Let's walk through the example ["wrt", "wrf", "er", "ett", "rftt"] step by step.

Input:

words = ["wrt", "wrf", "er", "ett", "rftt"]

  1. Initialize the Adjacency List:

    adj = {char: set() for word in words for char in word}

    This creates a graph where each character in the words has an entry pointing to an empty set.

    adj = {
    'w': set(),
    'r': set(),
    't': set(),
    'f': set(),
    'e': set(),
}

  2. Create Edges Based on Lexicographical Order:

    Compare each pair of adjacent words to determine the order of characters.

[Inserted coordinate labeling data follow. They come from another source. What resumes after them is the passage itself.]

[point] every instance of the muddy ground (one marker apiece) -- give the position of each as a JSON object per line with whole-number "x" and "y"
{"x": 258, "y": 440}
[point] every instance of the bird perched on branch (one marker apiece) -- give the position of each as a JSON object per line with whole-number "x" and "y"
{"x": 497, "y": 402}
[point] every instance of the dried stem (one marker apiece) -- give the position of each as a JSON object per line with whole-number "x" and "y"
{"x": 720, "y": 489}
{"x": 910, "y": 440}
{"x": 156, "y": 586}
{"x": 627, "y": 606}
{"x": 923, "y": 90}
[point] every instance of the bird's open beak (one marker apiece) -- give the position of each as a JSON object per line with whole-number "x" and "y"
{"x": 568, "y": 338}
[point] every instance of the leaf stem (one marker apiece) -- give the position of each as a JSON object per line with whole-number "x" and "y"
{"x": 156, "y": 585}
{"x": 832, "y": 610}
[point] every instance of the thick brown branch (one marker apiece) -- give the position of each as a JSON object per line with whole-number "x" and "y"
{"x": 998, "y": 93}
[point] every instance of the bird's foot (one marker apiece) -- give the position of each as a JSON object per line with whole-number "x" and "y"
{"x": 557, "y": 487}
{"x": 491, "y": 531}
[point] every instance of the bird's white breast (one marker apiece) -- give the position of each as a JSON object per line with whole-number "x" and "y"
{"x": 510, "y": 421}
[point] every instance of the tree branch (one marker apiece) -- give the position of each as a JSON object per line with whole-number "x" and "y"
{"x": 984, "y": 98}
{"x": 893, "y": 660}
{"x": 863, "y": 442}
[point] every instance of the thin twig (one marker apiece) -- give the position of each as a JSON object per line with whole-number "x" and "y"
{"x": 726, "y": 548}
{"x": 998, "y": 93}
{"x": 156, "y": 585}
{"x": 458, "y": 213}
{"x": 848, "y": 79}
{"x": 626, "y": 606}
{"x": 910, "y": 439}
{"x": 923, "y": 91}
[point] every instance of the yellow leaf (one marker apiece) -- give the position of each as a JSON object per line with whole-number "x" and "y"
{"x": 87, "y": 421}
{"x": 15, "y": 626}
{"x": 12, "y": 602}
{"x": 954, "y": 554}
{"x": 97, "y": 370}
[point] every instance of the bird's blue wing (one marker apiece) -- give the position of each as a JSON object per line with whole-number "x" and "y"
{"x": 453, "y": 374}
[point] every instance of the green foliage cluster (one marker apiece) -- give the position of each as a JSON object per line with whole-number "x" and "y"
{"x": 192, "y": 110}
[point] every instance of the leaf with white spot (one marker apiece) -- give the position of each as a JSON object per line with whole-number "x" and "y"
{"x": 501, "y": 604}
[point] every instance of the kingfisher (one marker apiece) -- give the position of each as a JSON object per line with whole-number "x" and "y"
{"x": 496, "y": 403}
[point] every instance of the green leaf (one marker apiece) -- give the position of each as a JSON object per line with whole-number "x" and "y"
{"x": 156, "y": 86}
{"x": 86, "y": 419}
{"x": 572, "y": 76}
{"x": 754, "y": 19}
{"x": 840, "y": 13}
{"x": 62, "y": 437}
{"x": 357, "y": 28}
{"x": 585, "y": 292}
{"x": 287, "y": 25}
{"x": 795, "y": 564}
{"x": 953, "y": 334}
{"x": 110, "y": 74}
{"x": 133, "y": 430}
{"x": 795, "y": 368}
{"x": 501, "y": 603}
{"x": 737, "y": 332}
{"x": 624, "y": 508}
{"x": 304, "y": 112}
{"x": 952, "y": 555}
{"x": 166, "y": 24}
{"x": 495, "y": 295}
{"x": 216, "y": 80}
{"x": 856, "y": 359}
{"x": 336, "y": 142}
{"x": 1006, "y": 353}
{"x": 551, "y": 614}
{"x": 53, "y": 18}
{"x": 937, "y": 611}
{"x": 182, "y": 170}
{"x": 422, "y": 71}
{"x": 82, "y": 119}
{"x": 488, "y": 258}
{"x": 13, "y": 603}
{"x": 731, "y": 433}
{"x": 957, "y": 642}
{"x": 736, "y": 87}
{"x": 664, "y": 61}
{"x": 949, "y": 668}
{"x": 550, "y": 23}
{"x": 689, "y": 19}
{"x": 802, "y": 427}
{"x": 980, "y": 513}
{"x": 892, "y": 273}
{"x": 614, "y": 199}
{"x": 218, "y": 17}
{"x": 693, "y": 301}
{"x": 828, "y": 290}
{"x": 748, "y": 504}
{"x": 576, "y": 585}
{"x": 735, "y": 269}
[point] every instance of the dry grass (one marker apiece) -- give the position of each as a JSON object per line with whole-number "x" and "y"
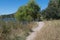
{"x": 15, "y": 30}
{"x": 50, "y": 31}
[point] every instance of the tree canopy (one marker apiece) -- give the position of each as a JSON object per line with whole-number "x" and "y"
{"x": 28, "y": 12}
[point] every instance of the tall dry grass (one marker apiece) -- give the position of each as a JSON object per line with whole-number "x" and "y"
{"x": 50, "y": 31}
{"x": 11, "y": 30}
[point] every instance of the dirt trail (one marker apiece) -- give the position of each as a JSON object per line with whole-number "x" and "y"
{"x": 33, "y": 34}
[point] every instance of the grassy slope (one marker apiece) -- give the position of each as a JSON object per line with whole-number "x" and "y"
{"x": 14, "y": 30}
{"x": 50, "y": 31}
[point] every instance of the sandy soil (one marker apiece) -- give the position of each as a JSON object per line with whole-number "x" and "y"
{"x": 33, "y": 34}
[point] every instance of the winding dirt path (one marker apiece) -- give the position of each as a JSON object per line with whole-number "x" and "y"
{"x": 33, "y": 34}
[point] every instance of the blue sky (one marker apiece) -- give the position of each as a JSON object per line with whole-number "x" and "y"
{"x": 11, "y": 6}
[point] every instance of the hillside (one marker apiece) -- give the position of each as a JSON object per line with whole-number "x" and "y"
{"x": 50, "y": 31}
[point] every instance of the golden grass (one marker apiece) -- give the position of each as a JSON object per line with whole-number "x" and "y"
{"x": 15, "y": 30}
{"x": 50, "y": 31}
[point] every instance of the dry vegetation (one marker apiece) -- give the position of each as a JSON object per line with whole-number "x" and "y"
{"x": 15, "y": 30}
{"x": 50, "y": 31}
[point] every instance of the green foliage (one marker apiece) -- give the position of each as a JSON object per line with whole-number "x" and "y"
{"x": 28, "y": 12}
{"x": 52, "y": 11}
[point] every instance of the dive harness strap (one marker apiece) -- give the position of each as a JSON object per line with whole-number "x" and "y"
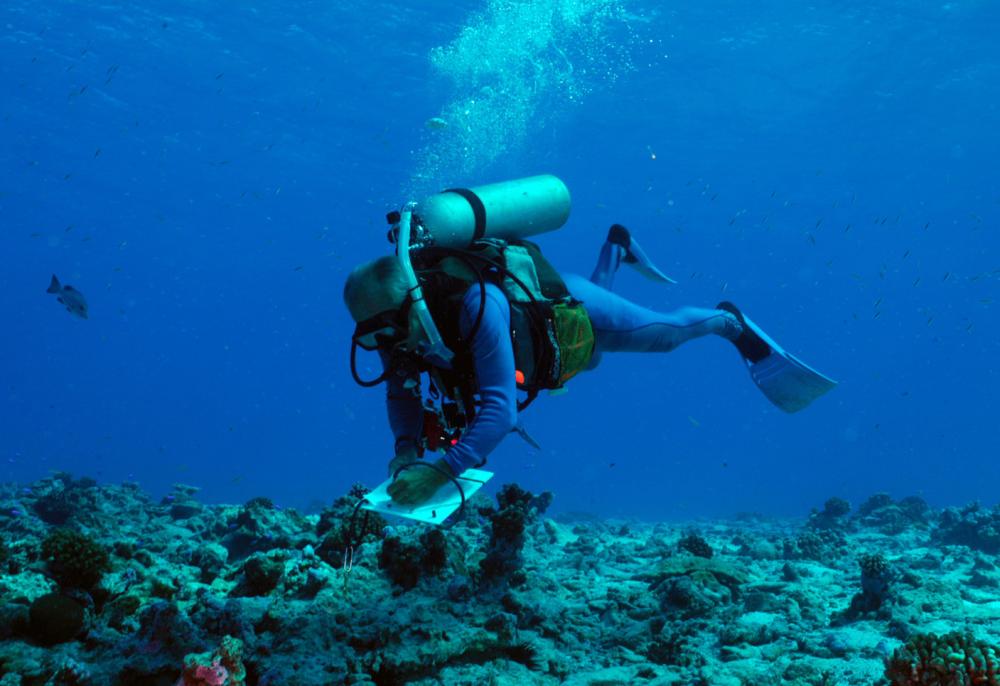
{"x": 478, "y": 211}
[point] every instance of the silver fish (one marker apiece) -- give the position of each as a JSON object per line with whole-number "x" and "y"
{"x": 70, "y": 297}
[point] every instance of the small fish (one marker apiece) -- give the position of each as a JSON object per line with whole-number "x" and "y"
{"x": 70, "y": 297}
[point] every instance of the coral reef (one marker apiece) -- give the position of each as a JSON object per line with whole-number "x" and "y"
{"x": 955, "y": 659}
{"x": 173, "y": 592}
{"x": 74, "y": 559}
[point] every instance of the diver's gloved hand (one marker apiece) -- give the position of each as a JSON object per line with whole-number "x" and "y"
{"x": 417, "y": 484}
{"x": 405, "y": 455}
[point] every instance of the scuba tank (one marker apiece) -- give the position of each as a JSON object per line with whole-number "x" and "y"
{"x": 509, "y": 210}
{"x": 456, "y": 218}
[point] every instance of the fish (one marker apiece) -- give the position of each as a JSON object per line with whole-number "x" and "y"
{"x": 70, "y": 297}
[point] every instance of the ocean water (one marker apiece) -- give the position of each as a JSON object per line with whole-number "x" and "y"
{"x": 208, "y": 174}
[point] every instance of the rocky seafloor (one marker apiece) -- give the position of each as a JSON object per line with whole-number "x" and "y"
{"x": 102, "y": 585}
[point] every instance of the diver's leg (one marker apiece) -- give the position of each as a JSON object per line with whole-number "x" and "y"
{"x": 622, "y": 326}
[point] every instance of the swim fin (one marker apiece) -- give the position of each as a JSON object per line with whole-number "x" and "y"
{"x": 788, "y": 382}
{"x": 634, "y": 255}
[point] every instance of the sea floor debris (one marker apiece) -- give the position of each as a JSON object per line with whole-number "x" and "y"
{"x": 103, "y": 585}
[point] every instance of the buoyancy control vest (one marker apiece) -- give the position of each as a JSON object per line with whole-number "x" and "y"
{"x": 551, "y": 333}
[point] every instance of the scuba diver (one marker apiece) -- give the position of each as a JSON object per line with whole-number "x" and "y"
{"x": 475, "y": 309}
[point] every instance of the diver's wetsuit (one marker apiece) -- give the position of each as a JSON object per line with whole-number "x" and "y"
{"x": 619, "y": 326}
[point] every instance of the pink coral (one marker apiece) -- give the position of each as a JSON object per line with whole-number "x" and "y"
{"x": 224, "y": 667}
{"x": 204, "y": 675}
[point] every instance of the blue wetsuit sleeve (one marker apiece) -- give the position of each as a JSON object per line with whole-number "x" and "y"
{"x": 493, "y": 360}
{"x": 406, "y": 413}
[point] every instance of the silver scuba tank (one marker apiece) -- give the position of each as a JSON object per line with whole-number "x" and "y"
{"x": 507, "y": 210}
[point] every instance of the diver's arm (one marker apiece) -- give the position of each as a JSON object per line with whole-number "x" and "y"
{"x": 406, "y": 413}
{"x": 493, "y": 357}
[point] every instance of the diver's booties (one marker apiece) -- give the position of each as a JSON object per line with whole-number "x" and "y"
{"x": 752, "y": 347}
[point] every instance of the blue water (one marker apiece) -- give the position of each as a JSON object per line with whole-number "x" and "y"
{"x": 207, "y": 175}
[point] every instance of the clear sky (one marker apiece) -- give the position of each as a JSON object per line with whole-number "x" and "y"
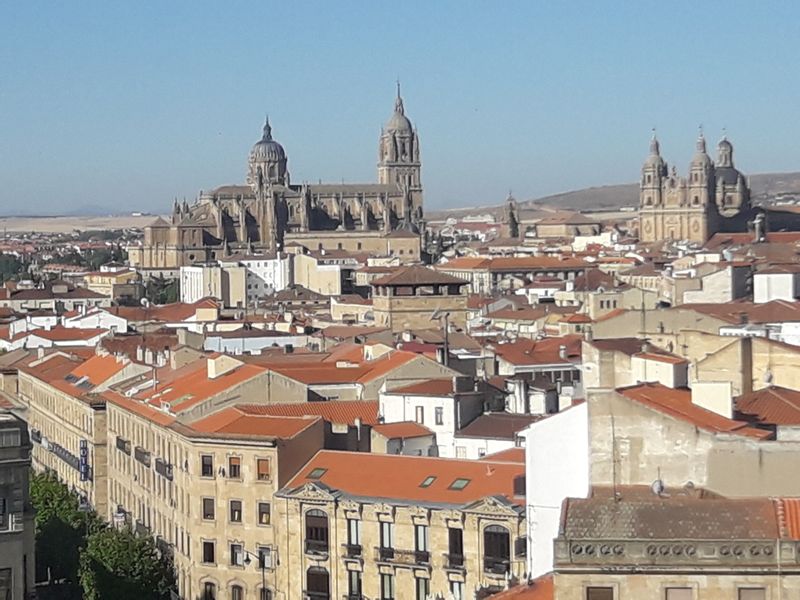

    • Compare "wrt" and "wrf":

      • First differing character: t vs f

      • t should come before f

      • Update adjacency list:

        adj = {
    'w': set(),
    'r': set(),
    't': {'f'},
    'f': set(),
    'e': set(),
}

    • Compare "wrf" and "er":

      • First differing character: w vs e

      • w should come before e

      • Update adjacency list:

        adj = {
    'w': {'e'},
    'r': set(),
    't': {'f'},
    'f': set(),
    'e': set(),
}

    • Compare "er" and "ett":

      • First differing character: r vs t

      • r should come before t

      • Update adjacency list:

        adj = {
    'w': {'e'},
    'r': {'t'},
    't': {'f'},
    'f': set(),
    'e': set(),
}

    • Compare "ett" and "rftt":

      • First differing character: e vs r

      • e should come before r

      • Update adjacency list:

        adj = {
    'w': {'e'},
    'r': {'t'},
    't': {'f'},
    'f': set(),
    'e': {'r'},
}

DFS Execution:

  1. Initialize:

    visit = {}
res = []

  2. Start DFS for each character (sorted in reverse order):

    for char in sorted([c for c in adj.keys()], reverse=True):
    if dfs(char):
        return ""

    Characters sorted in reverse order: ['w', 't', 'r', 'f', 'e']

  3. DFS Traversal:

    • Start with char = 'w':
      • dfs('w'):
        • Mark 'w' as visiting: visit = {'w': True}
        • Visit neighbor 'e':
          • dfs('e'):
            • Mark 'e' as visiting: visit = {'w': True, 'e': True}
            • Visit neighbor 'r':
              • dfs('r'):
                • Mark 'r' as visiting: visit = {'w': True, 'e': True, 'r': True}
                • Visit neighbor 't':
                  • dfs('t'):
                    • Mark 't' as visiting: visit = {'w': True, 'e': True, 'r': True, 't': True}
                    • Visit neighbor 'f':
                      • dfs('f'):
                      • Mark 'f' as visiting: visit = {'w': True, 'e': True, 'r': True, 't': True, 'f': True}
                      • No neighbors to visit
                      • Mark 'f' as visited: visit = {'w': True, 'e': True, 'r': True, 't': True, 'f': False}
                      • Append 'f' to result: res = ['f']
                      • Return False
                    • Mark 't' as visited: visit = {'w': True, 'e': True, 'r': True, 't': False, 'f': False}
                    • Append 't' to result: res = ['f', 't']
                    • Return False
                • Mark 'r' as visited: visit = {'w': True, 'e': True, 'r': False, 't': False, 'f': False}
                • Append 'r' to result: res = ['f', 't', 'r']
                • Return False
            • Mark 'e' as visited: visit = {'w': True, 'e': False, 'r': False, 't': False, 'f': False}
            • Append 'e' to result: res = ['f', 't', 'r', 'e']
            • Return False
        • Mark 'w' as visited: visit = {'w': False, 'e': False, 'r': False, 't': False, 'f': False}
        • Append 'w' to result: res = ['f', 't', 'r', 'e', 'w']
        • Return False
    • Remaining characters 't', 'r', 'f', 'e' are already visited.

  4. Result Construction:

    • Reverse the result list:
      • res.reverse()
      • res = ['w', 'e', 'r', 't', 'f']
    • Join the result list to form the string:
      • return "".join(res)
      • Output: "wertf"

Efficiency Analysis

  • Time Complexity: $O(C + V)$, where $C$ is the total length of all words and $V$ is the number of unique characters.
  • Space Complexity: $O(C + V)$ for storing the graph and the visiting states.